I am new to Python. I am trying to run MATLAB from inside Python using the mlab package. I was following the guide on the website, and I entered this in the Python command line:
from mlab.releases import latest_release
The error I got was:
cannot import name find_available_releases
It seems that under matlabcom.py there was no find_available_releases function.
May I know if anyone knows how to resolve this? Thank you!
PS: I am using Windows 7, MATLAB 2012a and Python 2.7
I skimmed through the code, and I don't think all of the README file and its documentation match what's actually implemented. It appears to be mostly copied from the original mlabwrap project.
This is confusing because mlabwrap is implemented using a C extension module to interact with the MATLAB Engine API. However the mlab code seems to have replaced that part with a pure Python implementation as the MATLAB-bridge backend. It comes from "Dana Pe'er Lab" and it uses two different methods to interact with MATLAB depending on the platform (COM/ActiveX on Windows and pipes on Linux/Mac).
Now that we understand how the backend is implemented, you can start looking at the import error.
Note: the Linux/Mac part of the code tries to find the MATLAB executable in some hardcoded fixed locations, and allows to choose between different versions.
However you are working on Windows, and the code doesn't really implement any way of picking between MATLAB releases for this platform (so all of the methods like discover_location and find_available_releases are useless on Windows). In the end, the COM object is created as:
self.client = win32com.client.Dispatch('matlab.application')
As explained here, the ProgID matlab.application is not version-specific, and will simply use whatever was registered as the default MATLAB COM server. We can explicitly specify what MATLAB version we want (assuming you have multiple installations), for instance matlab.application.8.3 will pick MATLAB R2014a.

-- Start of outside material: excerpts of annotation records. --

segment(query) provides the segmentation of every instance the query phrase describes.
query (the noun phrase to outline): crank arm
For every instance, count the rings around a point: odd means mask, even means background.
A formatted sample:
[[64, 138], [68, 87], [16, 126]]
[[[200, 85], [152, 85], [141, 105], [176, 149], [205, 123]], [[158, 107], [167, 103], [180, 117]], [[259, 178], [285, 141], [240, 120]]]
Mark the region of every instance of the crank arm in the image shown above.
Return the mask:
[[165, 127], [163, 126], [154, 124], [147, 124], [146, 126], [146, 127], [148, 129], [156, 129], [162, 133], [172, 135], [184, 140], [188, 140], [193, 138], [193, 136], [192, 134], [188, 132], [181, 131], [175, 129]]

So to fix the code, IMO the easiest way would be to get rid of all that logic about multiple MATLAB versions (in the Windows part of the code), and just let it create the MATLAB COM object as is. I haven't attempted it, but I don't think it's too involved... Good luck!
EDIT:
I download the module and I managed to get it to work on Windows (I'm using Python 2.7.6 and MATLAB R2014a). Here are the changes:
$ git diff
diff --git a/src/mlab/matlabcom.py b/src/mlab/matlabcom.py
index 93f075c..da1c6fa 100644
--- a/src/mlab/matlabcom.py
+++ b/src/mlab/matlabcom.py
## -21,6 +21,11 ## except:
print 'win32com in missing, please install it'
raise
+def find_available_releases():
+ # report we have all versions
+ return [('R%d%s' % (y,v), '')
+ for y in range(2006,2015) for v in ('a','b')]
+
def discover_location(matlab_release):
pass
## -62,7 +67,7 ## class MatlabCom(object):
"""
self._check_open()
try:
- self.eval('quit();')
+ pass #self.eval('quit();')
except:
pass
del self.client
diff --git a/src/mlab/mlabraw.py b/src/mlab/mlabraw.py
index 3471362..16e0e2b 100644
--- a/src/mlab/mlabraw.py
+++ b/src/mlab/mlabraw.py
## -42,6 +42,7 ## def open():
if is_win:
ret = MatlabConnection()
ret.open()
+ return ret
else:
if settings.MATLAB_PATH != 'guess':
matlab_path = settings.MATLAB_PATH + '/bin/matlab'
diff --git a/src/mlab/releases.py b/src/mlab/releases.py
index d792b12..9d6cf5d 100644
--- a/src/mlab/releases.py
+++ b/src/mlab/releases.py
## -88,7 +88,7 ## class MatlabVersions(dict):
# Make it a module
sys.modules['mlab.releases.' + matlab_release] = instance
sys.modules['matlab'] = instance
- return MlabWrap()
+ return instance
def pick_latest_release(self):
return get_latest_release(self._available_releases)
First I added the missing find_available_releases function. I made it so that it reports that all MATLAB versions are available (like I explained above, it doesn't really matter because of the way the COM object is created). An even better fix would be to detect the installed/registered MATLAB versions using the Windows registry (check the keys HKCR\Matlab.Application.X.Y and follow their CLSID in HKCR\CLSID). That way you can truly choose and pick which version to run.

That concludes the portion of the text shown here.